Source: Rebecca Bollwitt/Flickr Creative Commons

Pack in an impressive 3 of your 5-a-day with this spicy vegetarian lentil dish filled with roast butternut squash, peppers and onions. This recipe is from Good Food Magazine.


  • 1 small-medium squash (about 950g/2lb 2oz)
  • 1 red onion, halved and thickly sliced
  • 3 peppers
  • (a mix of red, orange and yellow from a pack), deseeded and cut into 1cm or ½ in-wide strips
  • 2 garlic cloves, finely chopped
  • 3 tbsp olive oil
  • 3 tbsp curry paste
  • 2 x 400g cans puy lentils, drained and rinsed
  • 150ml hot vegetable stock
  • large handful coriander, chopped

Heat oven to 200C/180C fan/gas 6.

Using a sharp knife, peel the butternut squash. Cut it in half lengthways, scoop out the seeds, then cut into 1cm-thick slices widthways across the squash.

Put the squash slices in a large roasting tin with the onion, peppers and garlic.

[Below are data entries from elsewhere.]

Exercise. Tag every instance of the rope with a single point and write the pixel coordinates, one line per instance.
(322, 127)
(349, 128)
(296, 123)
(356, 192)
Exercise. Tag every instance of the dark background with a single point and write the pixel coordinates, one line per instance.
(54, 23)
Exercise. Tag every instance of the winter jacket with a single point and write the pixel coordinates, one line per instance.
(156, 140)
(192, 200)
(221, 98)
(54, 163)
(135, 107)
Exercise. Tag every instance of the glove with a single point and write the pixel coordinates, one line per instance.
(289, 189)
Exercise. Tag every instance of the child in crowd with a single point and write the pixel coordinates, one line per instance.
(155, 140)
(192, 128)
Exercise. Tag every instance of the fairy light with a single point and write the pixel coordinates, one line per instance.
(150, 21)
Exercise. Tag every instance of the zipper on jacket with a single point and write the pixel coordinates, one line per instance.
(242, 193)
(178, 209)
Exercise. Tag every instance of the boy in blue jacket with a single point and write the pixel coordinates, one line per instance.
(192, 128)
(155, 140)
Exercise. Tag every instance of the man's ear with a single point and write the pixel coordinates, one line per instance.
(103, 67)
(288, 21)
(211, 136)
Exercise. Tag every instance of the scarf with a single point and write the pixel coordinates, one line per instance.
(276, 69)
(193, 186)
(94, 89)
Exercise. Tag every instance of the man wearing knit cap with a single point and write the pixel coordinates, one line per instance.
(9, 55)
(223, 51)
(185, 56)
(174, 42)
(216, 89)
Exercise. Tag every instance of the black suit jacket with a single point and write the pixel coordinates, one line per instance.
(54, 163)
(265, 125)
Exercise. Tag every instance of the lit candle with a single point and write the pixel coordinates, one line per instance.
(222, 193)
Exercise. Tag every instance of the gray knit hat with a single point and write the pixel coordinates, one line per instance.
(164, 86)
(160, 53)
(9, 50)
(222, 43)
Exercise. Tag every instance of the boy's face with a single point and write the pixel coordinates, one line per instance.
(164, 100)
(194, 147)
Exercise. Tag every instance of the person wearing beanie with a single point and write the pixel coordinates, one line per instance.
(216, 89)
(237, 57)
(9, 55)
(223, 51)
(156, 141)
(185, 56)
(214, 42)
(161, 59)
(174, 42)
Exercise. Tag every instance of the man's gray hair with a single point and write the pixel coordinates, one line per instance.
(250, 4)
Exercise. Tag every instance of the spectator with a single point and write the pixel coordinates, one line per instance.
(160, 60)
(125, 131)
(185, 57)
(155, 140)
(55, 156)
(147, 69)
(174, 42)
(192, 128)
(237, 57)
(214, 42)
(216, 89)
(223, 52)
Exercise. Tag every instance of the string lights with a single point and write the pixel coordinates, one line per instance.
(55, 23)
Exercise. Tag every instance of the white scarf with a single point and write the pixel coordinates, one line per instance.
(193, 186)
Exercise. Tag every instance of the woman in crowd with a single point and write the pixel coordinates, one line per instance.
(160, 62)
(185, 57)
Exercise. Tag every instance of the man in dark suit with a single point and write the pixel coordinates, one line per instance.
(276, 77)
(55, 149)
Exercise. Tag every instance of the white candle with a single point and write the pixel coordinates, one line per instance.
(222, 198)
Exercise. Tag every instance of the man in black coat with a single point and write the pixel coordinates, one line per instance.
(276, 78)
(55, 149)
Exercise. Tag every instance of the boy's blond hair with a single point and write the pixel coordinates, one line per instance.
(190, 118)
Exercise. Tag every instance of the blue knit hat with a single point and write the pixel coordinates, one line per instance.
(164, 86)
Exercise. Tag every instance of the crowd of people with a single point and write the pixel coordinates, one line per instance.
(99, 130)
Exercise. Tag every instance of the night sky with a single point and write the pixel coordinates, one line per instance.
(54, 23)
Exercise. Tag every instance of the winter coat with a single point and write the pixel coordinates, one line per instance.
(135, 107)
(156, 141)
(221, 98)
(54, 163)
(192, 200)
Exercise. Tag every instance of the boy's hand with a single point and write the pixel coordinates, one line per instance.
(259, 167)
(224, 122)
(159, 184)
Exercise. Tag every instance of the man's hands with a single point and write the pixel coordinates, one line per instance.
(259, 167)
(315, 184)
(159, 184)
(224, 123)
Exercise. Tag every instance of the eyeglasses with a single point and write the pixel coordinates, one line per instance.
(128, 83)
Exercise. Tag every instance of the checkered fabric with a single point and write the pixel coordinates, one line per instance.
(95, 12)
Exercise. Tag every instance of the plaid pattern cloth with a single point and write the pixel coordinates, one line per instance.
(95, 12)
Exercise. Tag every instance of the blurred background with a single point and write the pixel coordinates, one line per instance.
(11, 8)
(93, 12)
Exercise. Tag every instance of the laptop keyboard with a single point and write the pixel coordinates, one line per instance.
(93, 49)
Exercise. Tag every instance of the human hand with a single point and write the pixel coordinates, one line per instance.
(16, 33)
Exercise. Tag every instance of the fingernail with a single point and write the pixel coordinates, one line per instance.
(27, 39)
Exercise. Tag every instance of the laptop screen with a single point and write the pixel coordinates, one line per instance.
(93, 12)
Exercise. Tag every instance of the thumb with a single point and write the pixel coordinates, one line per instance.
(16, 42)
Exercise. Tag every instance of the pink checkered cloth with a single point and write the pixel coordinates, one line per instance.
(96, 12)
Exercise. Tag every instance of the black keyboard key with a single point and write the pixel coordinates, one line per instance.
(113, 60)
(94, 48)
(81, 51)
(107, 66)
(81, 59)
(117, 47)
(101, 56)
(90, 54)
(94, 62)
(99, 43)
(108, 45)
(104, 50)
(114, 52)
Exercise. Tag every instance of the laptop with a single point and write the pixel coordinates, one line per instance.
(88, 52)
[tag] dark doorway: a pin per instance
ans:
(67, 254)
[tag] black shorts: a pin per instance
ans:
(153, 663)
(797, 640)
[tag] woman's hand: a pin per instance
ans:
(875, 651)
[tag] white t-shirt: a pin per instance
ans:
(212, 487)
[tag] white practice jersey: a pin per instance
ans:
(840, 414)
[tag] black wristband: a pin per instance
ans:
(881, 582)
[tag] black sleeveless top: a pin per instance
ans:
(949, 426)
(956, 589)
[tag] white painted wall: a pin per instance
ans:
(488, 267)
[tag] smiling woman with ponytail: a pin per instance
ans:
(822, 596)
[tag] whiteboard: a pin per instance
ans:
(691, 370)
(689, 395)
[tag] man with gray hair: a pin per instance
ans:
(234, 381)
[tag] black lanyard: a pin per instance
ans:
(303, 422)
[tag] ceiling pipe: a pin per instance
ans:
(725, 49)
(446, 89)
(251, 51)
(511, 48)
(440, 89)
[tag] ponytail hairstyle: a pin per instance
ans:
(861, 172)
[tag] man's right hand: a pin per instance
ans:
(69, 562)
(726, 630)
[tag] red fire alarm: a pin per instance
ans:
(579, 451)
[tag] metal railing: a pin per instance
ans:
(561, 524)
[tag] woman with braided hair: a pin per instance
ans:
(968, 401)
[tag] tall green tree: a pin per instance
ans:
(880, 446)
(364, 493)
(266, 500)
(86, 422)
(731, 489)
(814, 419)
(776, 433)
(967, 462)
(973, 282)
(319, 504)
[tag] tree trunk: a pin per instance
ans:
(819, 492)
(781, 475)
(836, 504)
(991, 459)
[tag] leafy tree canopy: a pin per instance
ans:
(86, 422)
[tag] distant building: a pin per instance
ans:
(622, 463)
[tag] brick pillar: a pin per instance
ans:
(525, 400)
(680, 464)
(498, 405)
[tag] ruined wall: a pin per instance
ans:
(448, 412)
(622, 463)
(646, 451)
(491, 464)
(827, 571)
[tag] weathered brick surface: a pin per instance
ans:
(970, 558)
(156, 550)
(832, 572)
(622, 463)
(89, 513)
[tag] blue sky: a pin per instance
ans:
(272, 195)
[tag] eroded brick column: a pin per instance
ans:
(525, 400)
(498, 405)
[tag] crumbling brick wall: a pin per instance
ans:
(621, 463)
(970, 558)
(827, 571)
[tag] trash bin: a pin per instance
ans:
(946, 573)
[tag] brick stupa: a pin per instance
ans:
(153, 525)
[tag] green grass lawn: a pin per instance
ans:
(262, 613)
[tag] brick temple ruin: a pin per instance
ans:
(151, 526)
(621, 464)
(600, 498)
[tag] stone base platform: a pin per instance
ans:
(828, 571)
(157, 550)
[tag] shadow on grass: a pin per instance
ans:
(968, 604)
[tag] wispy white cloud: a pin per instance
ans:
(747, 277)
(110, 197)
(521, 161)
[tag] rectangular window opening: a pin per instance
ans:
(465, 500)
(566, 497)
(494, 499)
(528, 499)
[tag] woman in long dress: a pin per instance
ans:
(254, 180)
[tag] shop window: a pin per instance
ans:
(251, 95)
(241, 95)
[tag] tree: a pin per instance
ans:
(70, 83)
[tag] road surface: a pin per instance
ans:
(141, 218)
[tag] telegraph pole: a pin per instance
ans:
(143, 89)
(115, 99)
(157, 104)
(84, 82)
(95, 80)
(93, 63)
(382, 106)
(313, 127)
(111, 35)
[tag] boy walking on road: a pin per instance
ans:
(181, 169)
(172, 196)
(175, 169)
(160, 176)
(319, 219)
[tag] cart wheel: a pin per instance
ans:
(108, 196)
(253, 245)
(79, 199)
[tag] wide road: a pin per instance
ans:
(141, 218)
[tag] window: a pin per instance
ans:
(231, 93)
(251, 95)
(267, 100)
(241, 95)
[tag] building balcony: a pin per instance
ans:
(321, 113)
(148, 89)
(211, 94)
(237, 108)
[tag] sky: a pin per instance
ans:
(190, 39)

Mix the oil with the curry paste and drizzle over the vegetables. Toss well to coat in the curry mix and season.

Roast for 30 mins until the vegetables begin to soften. Add the lentils and stock to the roasting tin and mix.

Return to the oven for a further 5-10 mins until the vegetables are tender. Stir in the coriander and serve straight away.

Michael Kelly is a freelance journalist, author and founder of GIY.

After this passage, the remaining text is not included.